Ed ecco allora i numeri specchio della realtà: 1 individuo su 1.666 è non XX e non XY, 1 individuo su 1.000 è interessato dalla sindrome di Klinefelter (XXY), 1 individuo su 13.000 è soggetto alla sindrome di insensibilità agli androgeni, 1 individuo su 13.000 soffre di iperplasia surrenalica congenita, 1 individuo su 66 è colpito da iperplasia surrenalica ad esordio tardivo, 1 individuo su 6.000 è interessato da agenesia vaginale, 1 individuo su 83.000 da ovetestis, etc. Ebbene sì, se è già difficile riuscirsi ad immaginare una categoria in più rispetto alle due che si è abituati a conoscere, vedendo le cifre e i casi che coinvolgono circa l’1,7% della popolazione mondiale viene proprio da chiedersi se la visione uomo-donna non risulti riduttiva. Paroloni medici a parte, è stimato che il numero totale di persone nate con un corpo che non rientra nei canoni binari uomo-donna sia 1 su 100. L’eccezione inizia a diventare più comune del previsto.

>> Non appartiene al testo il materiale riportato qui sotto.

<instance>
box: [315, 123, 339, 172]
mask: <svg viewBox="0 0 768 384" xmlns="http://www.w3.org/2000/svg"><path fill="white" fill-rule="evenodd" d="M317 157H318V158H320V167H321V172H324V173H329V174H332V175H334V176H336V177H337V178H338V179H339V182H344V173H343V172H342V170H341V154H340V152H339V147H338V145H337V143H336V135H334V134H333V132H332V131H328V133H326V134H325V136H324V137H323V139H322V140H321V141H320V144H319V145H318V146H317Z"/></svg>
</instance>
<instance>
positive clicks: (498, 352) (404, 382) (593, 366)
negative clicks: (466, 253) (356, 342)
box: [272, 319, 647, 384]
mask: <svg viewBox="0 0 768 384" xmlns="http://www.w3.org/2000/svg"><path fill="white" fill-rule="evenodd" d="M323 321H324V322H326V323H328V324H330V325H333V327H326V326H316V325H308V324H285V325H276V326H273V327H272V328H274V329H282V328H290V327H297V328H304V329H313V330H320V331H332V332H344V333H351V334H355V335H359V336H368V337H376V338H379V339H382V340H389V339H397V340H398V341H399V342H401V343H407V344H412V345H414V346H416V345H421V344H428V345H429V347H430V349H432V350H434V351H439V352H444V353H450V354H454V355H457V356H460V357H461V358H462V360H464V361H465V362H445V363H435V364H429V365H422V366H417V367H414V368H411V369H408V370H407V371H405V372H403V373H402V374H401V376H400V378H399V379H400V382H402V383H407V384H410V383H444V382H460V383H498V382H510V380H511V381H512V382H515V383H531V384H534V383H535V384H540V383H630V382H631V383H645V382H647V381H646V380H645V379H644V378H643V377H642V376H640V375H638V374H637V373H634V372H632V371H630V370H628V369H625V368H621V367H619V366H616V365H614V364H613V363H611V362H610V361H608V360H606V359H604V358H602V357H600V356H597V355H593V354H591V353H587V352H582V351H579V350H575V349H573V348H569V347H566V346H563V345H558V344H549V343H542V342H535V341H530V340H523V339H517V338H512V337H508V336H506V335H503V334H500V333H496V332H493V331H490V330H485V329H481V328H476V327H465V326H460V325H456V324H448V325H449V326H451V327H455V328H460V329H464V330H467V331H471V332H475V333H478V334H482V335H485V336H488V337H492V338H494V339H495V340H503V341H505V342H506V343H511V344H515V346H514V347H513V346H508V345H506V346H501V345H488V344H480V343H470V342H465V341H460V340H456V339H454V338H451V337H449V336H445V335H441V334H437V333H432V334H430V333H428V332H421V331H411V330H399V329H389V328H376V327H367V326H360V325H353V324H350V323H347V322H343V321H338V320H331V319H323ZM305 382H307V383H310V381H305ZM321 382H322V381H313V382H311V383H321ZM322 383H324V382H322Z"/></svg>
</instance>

Ma allora che cosa si intende con intersexIntersex is a general term used for a variety of conditions in which a person is born with a reproductive or sexual anatomy that doesn’t seem to fit the typical definitions of female or male”. Questa definizione, fornita dall’ISNA (Intersex Society of North America) mette già in chiaro qualche concetto fondamentale, tra cui quello di “fit” ossia di appartenenza, corrispondenza, adattamento ad una categoria specifica che in questo caso si può dire quasi del tutto o per nulla esistente. Sotto quale etichetta andrebbero infatti collocati coloro che hanno un aspetto femminile, ma che possiedono un’anatomia per lo più maschile? E quelli invece i cui genitali sono tipici sia di un sesso sia dell’altro? Oppure quelli nati con un patrimonio cromosomico che unisce XX e XY? Sebbene alcune condizioni siano presenti sin dalla nascita, in moltissimi casi i diretti interessati scoprono di essere intersex durante la pubertà o l’età adulta, addirittura alcuni non ne vengono affatto a conoscenza per tutta la vita.

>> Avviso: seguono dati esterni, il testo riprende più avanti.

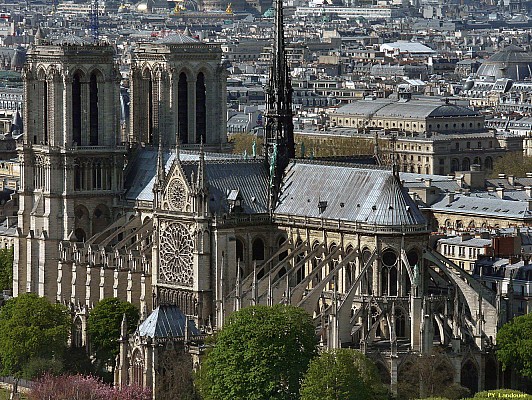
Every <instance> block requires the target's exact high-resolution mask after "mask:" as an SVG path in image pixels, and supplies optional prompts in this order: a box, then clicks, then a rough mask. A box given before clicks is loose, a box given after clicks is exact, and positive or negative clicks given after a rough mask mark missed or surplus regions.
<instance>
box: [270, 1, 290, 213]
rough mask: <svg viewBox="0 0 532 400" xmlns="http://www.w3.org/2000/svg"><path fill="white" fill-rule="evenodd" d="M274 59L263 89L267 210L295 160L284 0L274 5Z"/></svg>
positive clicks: (272, 203) (278, 192)
mask: <svg viewBox="0 0 532 400" xmlns="http://www.w3.org/2000/svg"><path fill="white" fill-rule="evenodd" d="M273 30H274V42H273V59H272V66H271V68H270V76H269V81H268V86H267V88H266V113H265V116H266V128H265V160H266V162H267V163H268V167H269V171H270V183H269V187H268V194H269V196H268V197H269V199H268V203H269V209H270V212H272V211H273V209H274V208H275V205H276V203H277V200H278V198H279V190H280V187H281V181H282V178H283V172H284V170H285V168H286V167H287V166H288V162H289V160H290V158H294V157H295V144H294V123H293V121H292V117H293V113H292V92H293V89H292V83H291V79H290V72H289V71H288V65H287V62H286V53H285V45H284V28H283V0H276V1H275V23H274V28H273Z"/></svg>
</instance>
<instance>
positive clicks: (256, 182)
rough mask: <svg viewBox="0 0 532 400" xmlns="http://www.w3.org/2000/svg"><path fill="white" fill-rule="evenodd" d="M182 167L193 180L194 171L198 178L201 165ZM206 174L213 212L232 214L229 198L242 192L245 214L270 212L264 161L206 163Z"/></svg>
mask: <svg viewBox="0 0 532 400" xmlns="http://www.w3.org/2000/svg"><path fill="white" fill-rule="evenodd" d="M182 166H183V170H184V171H185V173H186V174H187V176H188V177H189V178H190V176H191V172H192V171H194V176H197V172H196V171H197V167H198V163H197V162H183V164H182ZM205 173H206V175H207V182H208V184H209V197H210V199H209V201H210V203H209V207H210V210H211V212H215V213H218V214H223V213H225V212H228V211H229V204H228V197H229V195H230V194H231V192H232V191H233V190H238V191H239V194H240V196H241V198H242V208H243V211H244V213H246V214H257V213H258V214H260V213H267V212H268V171H267V169H266V166H265V164H264V161H263V160H262V159H260V160H231V161H226V160H211V161H206V163H205Z"/></svg>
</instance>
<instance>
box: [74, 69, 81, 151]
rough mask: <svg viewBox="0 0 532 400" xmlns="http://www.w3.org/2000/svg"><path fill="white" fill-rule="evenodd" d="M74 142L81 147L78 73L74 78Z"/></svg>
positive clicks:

Cosa comprende in pratica la categoria di intersex?  “Intersex is a socially constructed category that reflects real biological variation”: ciò vale a dire che la classificazione attuale concernente il genere ed il sesso è una categorizzazione che limita e riduce fortemente una pluralità anzi varia ed eterogenea di casi che, come dimostrato, non sono solo eventi eccezionali che si contrappongono alla norma, ma raggiungono quasi il 2% di più di 7 miliardi di individui. Bisogna quindi apprendere che il sesso è scientificamente un fattore soggetto ad alterazioni, ma soprattutto non si devono considerare quest’ultime come degli errori da curare. Numerose volte i dottori stessi hanno spinto i soggetti interessati da queste diversità a operarsi perché le ritenevano delle deviazioni dal normale, più nello specifico 1 individuo su 1.000 ha cercato di “normalizzare” il proprio corpo.

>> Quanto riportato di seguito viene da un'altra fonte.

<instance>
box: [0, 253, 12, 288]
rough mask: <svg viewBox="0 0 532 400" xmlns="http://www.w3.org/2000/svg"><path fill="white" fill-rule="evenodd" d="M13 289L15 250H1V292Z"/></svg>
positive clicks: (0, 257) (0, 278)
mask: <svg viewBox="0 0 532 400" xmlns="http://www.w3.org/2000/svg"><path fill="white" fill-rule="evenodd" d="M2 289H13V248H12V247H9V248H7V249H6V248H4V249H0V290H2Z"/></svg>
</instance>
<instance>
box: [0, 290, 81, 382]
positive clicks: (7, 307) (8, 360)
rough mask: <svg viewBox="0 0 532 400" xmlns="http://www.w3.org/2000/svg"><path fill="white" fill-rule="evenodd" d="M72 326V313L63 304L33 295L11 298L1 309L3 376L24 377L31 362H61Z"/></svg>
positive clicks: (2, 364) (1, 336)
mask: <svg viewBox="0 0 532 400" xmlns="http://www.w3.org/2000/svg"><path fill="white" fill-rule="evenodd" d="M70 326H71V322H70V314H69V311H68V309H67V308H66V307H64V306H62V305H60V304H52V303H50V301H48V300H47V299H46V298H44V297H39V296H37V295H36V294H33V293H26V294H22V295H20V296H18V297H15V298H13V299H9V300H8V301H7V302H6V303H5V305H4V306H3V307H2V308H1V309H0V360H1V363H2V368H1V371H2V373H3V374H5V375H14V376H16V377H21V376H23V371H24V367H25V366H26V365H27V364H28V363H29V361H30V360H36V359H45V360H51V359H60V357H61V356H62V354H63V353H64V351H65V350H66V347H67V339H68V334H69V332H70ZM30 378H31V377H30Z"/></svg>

Le curiosità da scoprire a riguardo sono innumerevoli, ma per fortuna sempre più persone cercano di creare le condizioni per cui tutti possano imparare. Probabilmente una volta che chiunque conoscerà la lunga storia di un genere che è sempre esistito, ma che è sempre stato tenuto nascosto, allora anche la credenza della coppia uomo-donna come fondamento della normalità cadrà e si sarà più propensi ad accogliere il diverso per accettarlo come normale. Per farlo, tuttavia, serve la volontà di cercare da sé ciò che nessuno insegna, di informarsi su ciò che non si conosce, di leggere e comprendere quello che a prima vista potrebbe sembrare strano. È un lavoro che richiederà tempo, ma meriterà ogni secondo.